My chest pain and SOB was there at sitting as well but on thinking about it it was relieved some if my legs were elevated, (not just lying flat) even without Meds!!

Anna, sounds just like mine. I also get tons of relief by drinking half a gallon of water. People with connective tissue disorders (i.e EDS) also can get Pulmonary Hypertension..http://www.phassociation.org/page.aspx?pid=3145

[Serbo]

just bumping this thread as it's very informative. I can't help but think terms like microvascular angina and small vessel dysfunction are essentially the same thing at least when it comes to patients with connective discarders!

But distinct from that it seems you have kounis which only effects those of us with the mast cell component. I'm sure it must also be possible to have Kounis or at least vasospams induced by degranulation, and have variant/prinzmetal angina also.

Perhaps if you are prone to vasospasm (have variant angina anyway), kounis is secondary if you have a mast cell disorder.

I am confident that if i ate a cheese sandwich now i could induce intense left sided chest pain, but short of an ECG i guess there's no way to check if it's a kounis. I get the raised BP response in these situations but not generally above 150. I also get the adrenalin rush, but difficult to decipher if thats anxiety in response to chest pain.

[E246]

Serbo, Have you been diagnosed for Mast cell disorder?

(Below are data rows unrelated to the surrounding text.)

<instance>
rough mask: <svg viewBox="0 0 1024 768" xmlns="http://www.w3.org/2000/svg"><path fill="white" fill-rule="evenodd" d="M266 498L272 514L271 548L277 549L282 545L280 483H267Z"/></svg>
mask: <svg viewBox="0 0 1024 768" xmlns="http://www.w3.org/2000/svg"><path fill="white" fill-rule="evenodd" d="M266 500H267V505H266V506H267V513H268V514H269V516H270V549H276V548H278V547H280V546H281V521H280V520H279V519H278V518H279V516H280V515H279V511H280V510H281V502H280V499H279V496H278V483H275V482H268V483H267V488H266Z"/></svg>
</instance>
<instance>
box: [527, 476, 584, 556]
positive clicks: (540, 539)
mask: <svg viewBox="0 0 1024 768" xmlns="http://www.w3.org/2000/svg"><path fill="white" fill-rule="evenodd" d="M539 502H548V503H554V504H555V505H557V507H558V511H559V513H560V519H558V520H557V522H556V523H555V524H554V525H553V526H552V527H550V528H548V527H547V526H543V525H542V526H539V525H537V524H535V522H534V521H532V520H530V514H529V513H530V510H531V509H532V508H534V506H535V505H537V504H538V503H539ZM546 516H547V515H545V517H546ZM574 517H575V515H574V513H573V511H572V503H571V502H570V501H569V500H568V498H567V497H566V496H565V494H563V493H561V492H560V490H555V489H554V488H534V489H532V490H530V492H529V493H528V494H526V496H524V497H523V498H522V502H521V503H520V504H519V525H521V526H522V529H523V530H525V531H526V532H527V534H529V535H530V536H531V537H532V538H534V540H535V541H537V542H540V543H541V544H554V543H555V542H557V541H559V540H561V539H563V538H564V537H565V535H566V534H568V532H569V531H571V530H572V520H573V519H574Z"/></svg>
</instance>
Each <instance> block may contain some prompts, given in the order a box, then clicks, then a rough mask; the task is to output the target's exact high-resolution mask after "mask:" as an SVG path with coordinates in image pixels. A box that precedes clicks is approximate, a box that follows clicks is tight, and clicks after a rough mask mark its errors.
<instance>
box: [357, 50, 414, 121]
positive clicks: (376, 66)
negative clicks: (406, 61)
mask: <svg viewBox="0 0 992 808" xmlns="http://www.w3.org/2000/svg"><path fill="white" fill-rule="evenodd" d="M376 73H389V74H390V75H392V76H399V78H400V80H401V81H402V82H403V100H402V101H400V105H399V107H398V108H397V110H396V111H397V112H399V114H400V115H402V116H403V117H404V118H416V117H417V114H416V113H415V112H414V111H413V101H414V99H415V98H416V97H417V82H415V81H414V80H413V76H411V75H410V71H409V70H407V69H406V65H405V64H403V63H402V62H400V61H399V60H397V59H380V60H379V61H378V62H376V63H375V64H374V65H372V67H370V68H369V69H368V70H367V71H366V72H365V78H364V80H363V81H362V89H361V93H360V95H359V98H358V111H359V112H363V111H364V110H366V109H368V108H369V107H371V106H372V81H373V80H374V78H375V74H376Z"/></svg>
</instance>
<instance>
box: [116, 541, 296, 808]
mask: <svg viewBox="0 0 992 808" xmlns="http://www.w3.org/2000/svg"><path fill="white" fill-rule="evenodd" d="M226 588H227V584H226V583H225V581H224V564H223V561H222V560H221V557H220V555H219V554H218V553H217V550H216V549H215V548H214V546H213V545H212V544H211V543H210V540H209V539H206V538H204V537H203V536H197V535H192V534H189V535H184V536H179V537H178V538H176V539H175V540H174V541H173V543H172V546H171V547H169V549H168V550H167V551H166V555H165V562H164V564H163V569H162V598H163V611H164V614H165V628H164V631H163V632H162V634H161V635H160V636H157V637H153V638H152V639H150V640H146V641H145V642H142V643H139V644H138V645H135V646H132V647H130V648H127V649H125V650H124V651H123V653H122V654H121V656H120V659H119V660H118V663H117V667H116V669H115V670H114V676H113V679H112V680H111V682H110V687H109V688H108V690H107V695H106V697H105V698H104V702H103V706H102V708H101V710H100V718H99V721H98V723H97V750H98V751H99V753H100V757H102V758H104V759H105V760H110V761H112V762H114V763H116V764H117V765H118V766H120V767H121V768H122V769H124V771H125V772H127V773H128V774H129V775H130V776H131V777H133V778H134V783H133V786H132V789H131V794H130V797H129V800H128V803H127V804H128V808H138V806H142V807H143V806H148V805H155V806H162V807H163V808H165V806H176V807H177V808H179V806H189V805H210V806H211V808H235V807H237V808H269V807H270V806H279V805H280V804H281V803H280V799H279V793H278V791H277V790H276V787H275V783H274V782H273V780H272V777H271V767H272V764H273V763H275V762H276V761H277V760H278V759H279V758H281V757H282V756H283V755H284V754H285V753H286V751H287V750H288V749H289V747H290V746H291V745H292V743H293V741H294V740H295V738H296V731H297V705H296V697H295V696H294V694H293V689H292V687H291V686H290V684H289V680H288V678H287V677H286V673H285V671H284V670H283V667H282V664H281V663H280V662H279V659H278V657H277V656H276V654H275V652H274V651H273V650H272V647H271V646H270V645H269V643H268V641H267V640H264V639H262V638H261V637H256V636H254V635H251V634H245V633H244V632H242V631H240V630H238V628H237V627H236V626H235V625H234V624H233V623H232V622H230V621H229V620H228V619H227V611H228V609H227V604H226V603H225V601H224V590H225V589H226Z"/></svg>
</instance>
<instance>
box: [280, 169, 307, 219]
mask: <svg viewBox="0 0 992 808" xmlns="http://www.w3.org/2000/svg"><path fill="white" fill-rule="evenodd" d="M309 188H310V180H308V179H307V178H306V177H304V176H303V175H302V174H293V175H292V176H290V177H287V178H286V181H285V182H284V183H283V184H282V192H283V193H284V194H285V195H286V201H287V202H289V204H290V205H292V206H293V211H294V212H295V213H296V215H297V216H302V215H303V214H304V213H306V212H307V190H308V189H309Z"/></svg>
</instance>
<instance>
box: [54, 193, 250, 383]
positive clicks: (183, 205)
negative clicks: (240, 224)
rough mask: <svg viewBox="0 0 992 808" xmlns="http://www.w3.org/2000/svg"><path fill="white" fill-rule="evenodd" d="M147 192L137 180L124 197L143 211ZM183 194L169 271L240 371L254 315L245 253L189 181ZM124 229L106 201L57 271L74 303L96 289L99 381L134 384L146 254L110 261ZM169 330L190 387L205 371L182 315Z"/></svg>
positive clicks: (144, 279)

Sometimes i feel like i am the only person on this site who has no tests done so am still not sure quite what is causing my problems or what type of issues are causing the complications in my pots. The doctor last month said - we can only treat the symptoms - the research will be done in America. I think males with these chest pain problems are less likely to be suspected of psychological problems.

Can you tell me what things you have been tested for regarding the chest pain etc. I have had the usual ecg/echo/chest xray. I was told that the chest pain was neither pots nor cardio by a very unpleasant cardio doctor who knew nothing about pots. Was also told by another pots doctor that it was normal to cope with the ups and downs of adrenaline as though i am a neurotic housewife. I explained that I run a dynamic expanding design company and am used to dealing with stress effectively. And rather than being overly focused on my health i am trying to work at a job i love and find it hard to have time to keep up with the research on this site which I think this site is brilliant and seems the only chance i have of getting any answers.

I still do not know what secondary issues may be causing my problems. Sorry -a bit of a rant but feel i am wasting time when i could be finding more tailored treatment and having less problems.

Thank

[issie]

I had an ER visit a while back and they thought I was having a heart attack. But, my thoughts were it was realated to an allergy type attack. I took lots of H1's and H2's before I went to the ER and then while there they gave me nitroglycerin and IV. They kept me over night - because all indications were a heart attack - but, there was no damage that occured to the heart. The end results is a possible Kounis Syndrome finding. It probably was related to an allergic mast cell degranulation. So, those of us with MCAD can have what appears to be a heart attack. The treatments given were the correct ones - it that's what the problem was. And it worked!